LIKE GREAT HARPS ON WHICH THE WIND MAKES MUSIC
—Henry David Thoreau, on the Eastern White Pine
Dark ghosts, tall as moonlight.
Shadows without shadows.
Listen. This wind will not last.
Such music will never play again.
The smallness of a man
who enters a forest to destroy a forest;
who believes that to name a tree
is to claim its strength as his own—
across the lake, a city burns.
O-WASH-TA-NONG, MEANING FAR-AWAY-WATER
Across Happy Hollow Road, across Gillespie’s pasture, past barbwire and tree line, the river of my childhood still twists and eddies south toward the gulf, cold as memory’s fist, even on the sunniest day, even decades later as I cross a new river each day, the same river, the only river, the river I’ve invented, shaped and poured to quench my thirst to be loved, a filled trench, a scar left 11,000 years ago as the great glaciers crawled north, meltwater left to find its own way to the lake.
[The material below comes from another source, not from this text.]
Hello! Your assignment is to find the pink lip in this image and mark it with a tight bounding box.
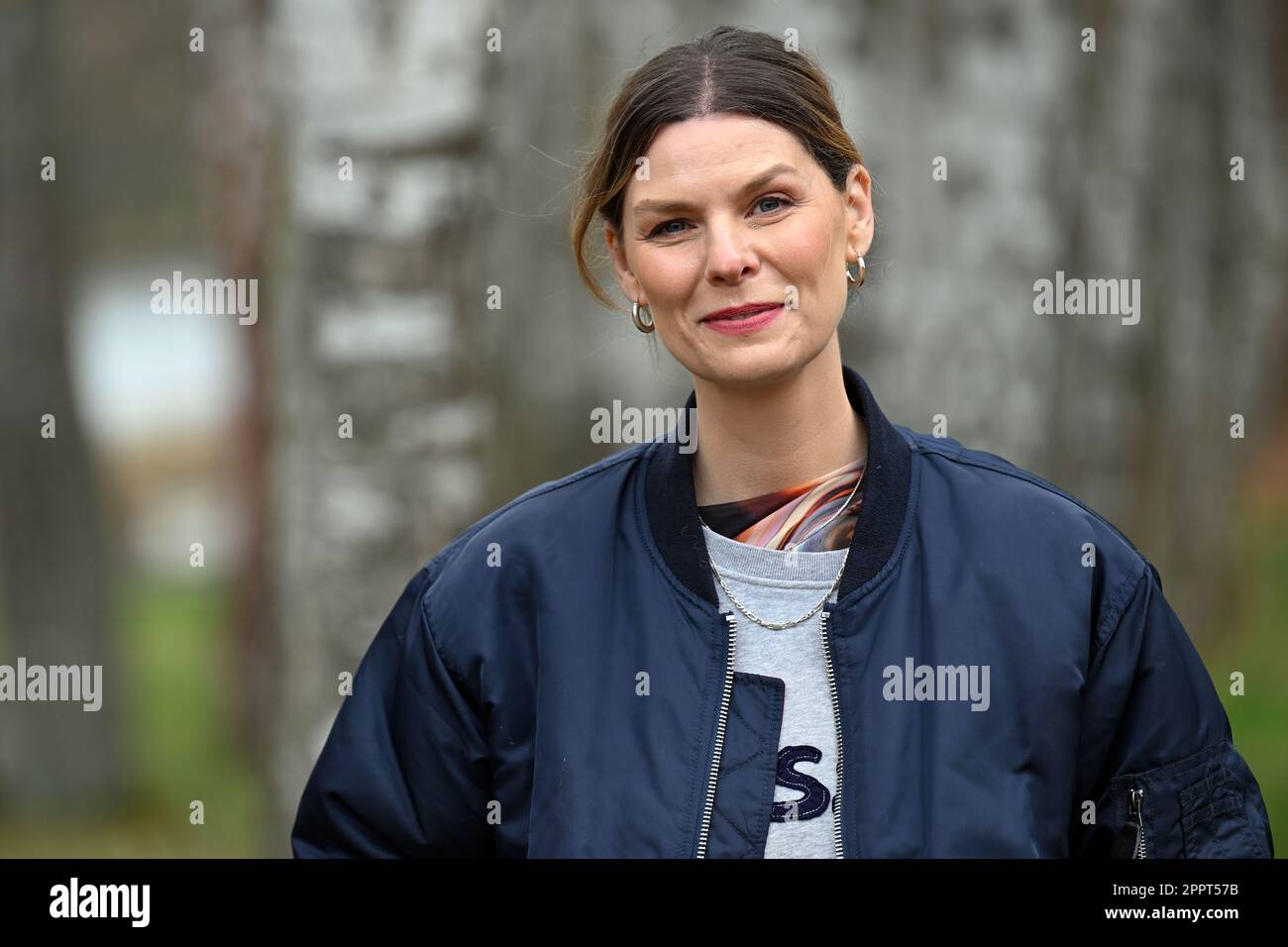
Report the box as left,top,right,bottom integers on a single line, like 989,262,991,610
702,305,783,335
The story of a river in America is always a story of destruction.
“A HUNDRED DOLLARS TO AN OLD HAT SHE HOLDS”
—Local paper, predicting an iron railroad bridge
would withstand the logjam; the bridge was swept
away while the ink was still wet.
What if I’ve learned the wrong lesson from every story?
What if a flood, after all, is only a flood, cleansing nothing?
What if our sins cannot be washed away so easily,
if all our stumbling will leave us lost, still?
Somewhere I learned to love the kind of man I am not.
Knuckle-scar. Thick forearms. Beer-bottle-dark eyes
and a sense of duty. The strength to hold a tugboat steady in rushing water
while other men sledgehammer pilings into place, an obstacle
to catch what comes our way, it’s a matter of time—
all that’s upstream breaks free.
THE ENGINEER WHO FIXED THE LOGJAM RECEIVES A GOLD WATCH FOR HIS TROUBLE
I know so much about how water moves
it leaves me dizzy. I know time and rivers
are tools the rich use to make fools
of the rest of us; no limit to the weight a man
can heave onto the backs of other men.
What else to do but decide to survive?
Water has no memory, is only memory,
is the world’s purest form of desire,
the relentless drive to return home
whatever the cost. It’s all any of us want,
to have a smoke and finish the job,
carry our weary bodies to a hearth
somewhere, a resting place
and the warmth of someone who loves us.
If water cannot go through, it goes around.
I want to spend more time with these poems to think through some of the lines, like the last one: “If water cannot go through, it goes around.” How does this fit with water as the world’s purest form of desire that can quench our thirst to be loved but never saves or cleanses us, but keeps us lost.
And now I’m wondering about the differences between types of water–the water in a lake as compared to a river, the sea, an ocean, a glass, a pool, a stream, a ditch? How do they express (embody?) love in different ways?